Friday, December 30, 2011

Can I get a raisin Julius? Longmont Potion Castle

Technically, LPC released an album this year – LP8, but really, I discovered his whole catalogue this year. What is Longmont Potion Castle? The shortest way to describe him is that he’s a prank-caller comedian, but that’s hardly fair. LPC is the Jackson Pollock of his form. Or maybe, he’s the Salvador Dali – or probably both. Instead of just picking at the people he calls, he coaxes them into absurd situations through a combination of scattershot non sequiturs and surreal pranks.

Some of them include complaining about dog gnashing or asking a restaurant manager whether he wants to get lubricated with some good old boys, or threatening people with the vengeance of Dirk Funk – and none of this sounds funny on the surface, but trust me, it’s like Jazz – once you see where LPC is taking these skits, you start to appreciate the skill and style that makes this form of prank calling an art.

Thursday, December 29, 2011

Dubstep is reaching singularity and it’s a good thing

If 2011 isn’t the year that dubstep reached its zenith, it’s certainly close. With extreme overexposure in movie trailers, cereal commercials, and pretty much anything signified to be dangerous or cool, dubstep is inching closer to its inevitable supernova. Let’s put this out there – dubstep going kaboom is a good thing because it’s the only way to save dubstep.

Like drum and bass or big beat before it, dubstep is hitting that point of saturation where it’s increasing harder to find evidence of what made the genre popular in the first place. I’d put most of the blame on the bandwagon jumpers – those that don’t really understand the genre, but begin doing dubstep because it’s the hot new kid on the block – as a result, we get music-makers who take the most formulaic elements of dubstep and turn them up to the extreme. Thus, for every Skream, we get ten Skrillex’s.

The bubble’s going to pop – and eventually listeners will tire and move on to the next big trend.
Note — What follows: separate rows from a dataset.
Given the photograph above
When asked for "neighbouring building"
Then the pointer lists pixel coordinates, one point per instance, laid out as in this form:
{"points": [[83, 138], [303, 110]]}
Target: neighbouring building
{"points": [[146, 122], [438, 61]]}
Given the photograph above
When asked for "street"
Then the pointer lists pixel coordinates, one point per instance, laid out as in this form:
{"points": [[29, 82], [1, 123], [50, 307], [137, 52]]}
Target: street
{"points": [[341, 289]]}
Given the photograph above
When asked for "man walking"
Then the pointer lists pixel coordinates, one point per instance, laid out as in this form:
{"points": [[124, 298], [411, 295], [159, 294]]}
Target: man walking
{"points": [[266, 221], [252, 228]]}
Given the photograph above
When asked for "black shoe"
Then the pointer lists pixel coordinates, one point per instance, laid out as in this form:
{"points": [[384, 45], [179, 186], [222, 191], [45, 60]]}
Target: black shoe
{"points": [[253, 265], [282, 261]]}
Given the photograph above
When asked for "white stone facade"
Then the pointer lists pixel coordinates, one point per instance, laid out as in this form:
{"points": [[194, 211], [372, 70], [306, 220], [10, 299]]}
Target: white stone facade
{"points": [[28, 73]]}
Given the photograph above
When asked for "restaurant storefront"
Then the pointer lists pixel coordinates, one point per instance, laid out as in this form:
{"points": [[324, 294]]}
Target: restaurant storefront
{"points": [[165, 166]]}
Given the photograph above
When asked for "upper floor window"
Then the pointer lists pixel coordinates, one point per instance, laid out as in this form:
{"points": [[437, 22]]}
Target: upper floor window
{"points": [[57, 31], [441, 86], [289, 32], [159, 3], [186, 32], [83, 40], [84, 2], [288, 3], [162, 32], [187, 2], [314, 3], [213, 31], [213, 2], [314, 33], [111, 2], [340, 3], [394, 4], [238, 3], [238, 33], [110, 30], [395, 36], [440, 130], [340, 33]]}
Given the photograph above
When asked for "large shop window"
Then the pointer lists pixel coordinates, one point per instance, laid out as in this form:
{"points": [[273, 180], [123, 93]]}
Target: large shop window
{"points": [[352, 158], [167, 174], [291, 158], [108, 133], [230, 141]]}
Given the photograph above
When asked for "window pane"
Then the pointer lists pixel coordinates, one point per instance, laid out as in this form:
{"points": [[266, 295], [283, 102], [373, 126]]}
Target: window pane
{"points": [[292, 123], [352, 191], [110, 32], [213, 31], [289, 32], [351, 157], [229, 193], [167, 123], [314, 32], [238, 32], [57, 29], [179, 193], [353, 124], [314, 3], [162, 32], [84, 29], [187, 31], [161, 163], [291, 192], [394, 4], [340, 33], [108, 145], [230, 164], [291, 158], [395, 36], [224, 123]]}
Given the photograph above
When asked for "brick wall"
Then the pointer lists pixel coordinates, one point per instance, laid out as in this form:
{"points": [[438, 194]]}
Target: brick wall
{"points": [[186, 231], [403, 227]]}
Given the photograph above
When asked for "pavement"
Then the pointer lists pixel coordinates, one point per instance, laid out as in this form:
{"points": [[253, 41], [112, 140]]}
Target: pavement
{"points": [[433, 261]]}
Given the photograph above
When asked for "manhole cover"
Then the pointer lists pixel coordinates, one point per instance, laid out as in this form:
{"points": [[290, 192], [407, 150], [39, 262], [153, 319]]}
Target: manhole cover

I see the implosion as invariably a good thing:

First, the bangwagon jumpers will abandon the genre because it no longer sells – thus taking with them the worst tendencies of the music

Out of that a hardly few purists will remain – and they’ll continue making excellent music by distilling the very best parts of dubstep into its essence – i.e., Kode9, Digital Mystikz etc.

Finally as dubstep disintegrates – there will be musicians who take the genres most compelling parts and refashion them into something new and exciting. We’re already seeing artists working on the fringes – SBTRKT, Sepalcure, Egyptrixx – whose work might not be categorically considered dubstep, but they’re cribbing notes from the genre in interesting ways.

So, yeah...dubstep is dead...long live dubstep!

Tuesday, December 27, 2011

Music in 2012: The R&B Identity Crisis

R&B gets weirdly, wonderfully introspective – Frank Ocean & The Weeknd

What the hell is R&B in 2011? I don’t know – and I don’t think R&B knows any longer – at least that’s the vibe I get out of the two artists I listened to most this year: Frank Ocean and The Weeknd.

Frank Ocean is probably the more traditional of the two - there’s still plenty of come hither here, but it’s undercut by a willingness to be brutally honest (with himself most of all) and show a rare vulnerability, or even better, a willingness to follow his narrative where his imagination takes him – whether that’s driving an Oldsmobile into the ocean or smoking Novacane-laced drugs and dreaming of Stanley Kubrick.

The Weeknd shares a penchant for honesty, but it’s the cruellest kind. This Toronto outfit deals in empty promises and empty bodies, but buries it under pretty textures and softly cooed R&B tropes. Despite often falling into the familiar R. Kelly trap of boasts and bragging, there’s something unsettlingly sociopathic about it. It's a fascinating case of beautiful people singing songs about other beautiful people being the worst kind of monsters.